### UNIVERSITY OF BRITISH COLUMBIA Faculty of Applied Sciences Department of Electrical and Computer Engineering

Prof. R. Saleh

EECE579 Spring 2006

Study Hints (See end of this page) and Sample Midterm Solutions

(open book, calculator permitted)

I hereby agree not to receive or provide help to any other student during this examination.

Signed\_\_\_\_\_(sign name)

| Problem 1 | 10pts                               |
|-----------|-------------------------------------|
| Problem 2 | 15pts                               |
| Problem 3 | 20pts (not covered in 2008 midterm) |
| Totals    | (45pts)                             |

| Useful Parameters (90nm)      | NMOS (Lmin=0.1um) | PMOS (Lmin=0.1um) |
|-------------------------------|-------------------|-------------------|
| 1X inverter                   | 0.2um/0.1um       | 0.4um/0.1um       |
| Req                           | 12.5KΩ/           | 30ΚΩ/             |
| Rsq (copper) = $0.054\Omega/$ | N/A               | N/A               |
| Cg (gate cap per unit W)      | 2fF/um            | 2fF/um            |
| Ceff (drain/source cap )      | 1fF/um            | 1fF/um            |
| Cwire=0.2fF/um                | N/A               | N/A               |
| Vdd=1V                        |                   |                   |

## PRINT NAME\_\_\_\_\_\_ STUDENT NO.\_\_\_\_\_

## **STUDY HINTS FOR MIDTERM ON MARCH 26, 2008.**

3 problems (40min. each), from Lectures 1-6, HW1, HW2 and HW3, and text book Chapters 10 and 11. Main topics for the three problems are: Interconnect, Power Grid, and Low Power Design.

## **1.** Transistor Models and Scaling (10pts)

a) (4pts) Explain drain-induced barrier lowering (DIBL) using an NMOS device crosssectional diagram. Why is it a concern today and what can be done to reduce its effect? Show this using a circuit diagram.

**Ans.** In the subthreshold region, DIBL is the  $V_T$  lowering due to a high value of  $V_{DS}$  on the transistor. When a large  $V_{DS}$  is applied, part of the drain depletion region extends into the channel which acts to assist the inversion process, thereby lowering  $V_T$ .



b) (2pts) As technology is scaling, V<sub>DD</sub> is scaling faster than V<sub>T</sub>. Explain why V<sub>DD</sub> is scaling by a factor of 0.7 while V<sub>T</sub> is scaling by 0.9, and the associated tradeoffs. What are process engineers doing to help designers?

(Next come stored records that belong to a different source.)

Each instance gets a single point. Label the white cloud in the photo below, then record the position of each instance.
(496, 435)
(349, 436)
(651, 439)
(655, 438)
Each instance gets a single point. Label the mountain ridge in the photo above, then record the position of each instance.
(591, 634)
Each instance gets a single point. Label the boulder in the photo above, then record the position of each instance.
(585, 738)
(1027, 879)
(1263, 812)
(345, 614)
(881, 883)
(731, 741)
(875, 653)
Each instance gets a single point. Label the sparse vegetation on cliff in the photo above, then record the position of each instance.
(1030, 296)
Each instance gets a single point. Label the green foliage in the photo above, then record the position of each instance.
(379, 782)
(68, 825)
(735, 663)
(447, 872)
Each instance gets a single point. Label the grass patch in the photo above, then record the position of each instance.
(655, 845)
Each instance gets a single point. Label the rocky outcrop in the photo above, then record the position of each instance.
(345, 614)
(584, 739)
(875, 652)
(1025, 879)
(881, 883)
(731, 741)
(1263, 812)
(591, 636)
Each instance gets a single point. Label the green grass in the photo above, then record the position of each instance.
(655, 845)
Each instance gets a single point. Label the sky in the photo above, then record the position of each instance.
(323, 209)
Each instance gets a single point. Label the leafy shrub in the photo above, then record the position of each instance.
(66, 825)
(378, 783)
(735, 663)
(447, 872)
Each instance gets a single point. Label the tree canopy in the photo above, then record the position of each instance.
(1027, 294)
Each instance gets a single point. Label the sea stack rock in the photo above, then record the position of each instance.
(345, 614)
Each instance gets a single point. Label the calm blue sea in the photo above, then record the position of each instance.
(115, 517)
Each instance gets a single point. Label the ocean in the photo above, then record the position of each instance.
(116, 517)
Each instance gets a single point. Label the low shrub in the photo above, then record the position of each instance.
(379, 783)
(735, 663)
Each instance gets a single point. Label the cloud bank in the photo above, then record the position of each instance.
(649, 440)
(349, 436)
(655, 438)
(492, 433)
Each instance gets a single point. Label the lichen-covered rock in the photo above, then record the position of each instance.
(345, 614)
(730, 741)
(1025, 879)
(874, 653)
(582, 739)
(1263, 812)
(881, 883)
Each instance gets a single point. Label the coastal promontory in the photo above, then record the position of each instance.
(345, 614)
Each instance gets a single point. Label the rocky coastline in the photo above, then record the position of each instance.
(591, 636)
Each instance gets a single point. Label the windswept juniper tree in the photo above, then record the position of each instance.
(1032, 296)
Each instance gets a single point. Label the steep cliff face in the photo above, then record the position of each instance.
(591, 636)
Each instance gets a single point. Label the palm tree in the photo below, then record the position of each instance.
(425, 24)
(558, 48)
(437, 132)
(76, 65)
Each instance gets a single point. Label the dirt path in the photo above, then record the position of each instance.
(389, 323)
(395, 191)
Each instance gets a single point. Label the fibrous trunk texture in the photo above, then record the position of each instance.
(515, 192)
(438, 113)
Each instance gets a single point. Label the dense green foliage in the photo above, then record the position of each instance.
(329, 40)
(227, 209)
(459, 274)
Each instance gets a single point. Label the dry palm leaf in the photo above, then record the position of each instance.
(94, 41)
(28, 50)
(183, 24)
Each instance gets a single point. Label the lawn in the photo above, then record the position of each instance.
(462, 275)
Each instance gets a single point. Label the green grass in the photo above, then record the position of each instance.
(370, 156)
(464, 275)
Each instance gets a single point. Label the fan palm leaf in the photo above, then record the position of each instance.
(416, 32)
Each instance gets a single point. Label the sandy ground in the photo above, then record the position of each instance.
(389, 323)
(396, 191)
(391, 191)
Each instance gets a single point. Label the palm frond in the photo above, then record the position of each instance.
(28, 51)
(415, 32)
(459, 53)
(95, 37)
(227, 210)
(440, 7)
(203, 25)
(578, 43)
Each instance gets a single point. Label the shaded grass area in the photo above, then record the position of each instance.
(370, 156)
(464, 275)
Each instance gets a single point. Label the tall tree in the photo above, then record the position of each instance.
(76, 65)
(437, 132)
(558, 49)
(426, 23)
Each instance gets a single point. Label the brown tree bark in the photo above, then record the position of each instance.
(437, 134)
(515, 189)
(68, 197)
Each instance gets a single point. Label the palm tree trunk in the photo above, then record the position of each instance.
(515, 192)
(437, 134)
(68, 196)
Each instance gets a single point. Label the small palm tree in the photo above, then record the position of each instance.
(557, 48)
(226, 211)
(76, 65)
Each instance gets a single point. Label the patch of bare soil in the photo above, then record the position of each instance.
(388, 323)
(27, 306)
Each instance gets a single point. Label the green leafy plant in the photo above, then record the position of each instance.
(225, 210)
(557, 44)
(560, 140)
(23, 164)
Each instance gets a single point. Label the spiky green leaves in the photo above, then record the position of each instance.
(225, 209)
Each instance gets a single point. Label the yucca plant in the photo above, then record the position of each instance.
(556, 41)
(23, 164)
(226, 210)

**Ans.**  $V_{DD}$  was scaling by 0.7 to reduce power and to keep the fields constant.  $V_T$  is only scaling by 0.9 due to subthreshold current levels. Process engineers are providing multiple  $V_T$ 's in a process (HVT, SVT, LVT) to help designer cope with the need for high speed and low leakage.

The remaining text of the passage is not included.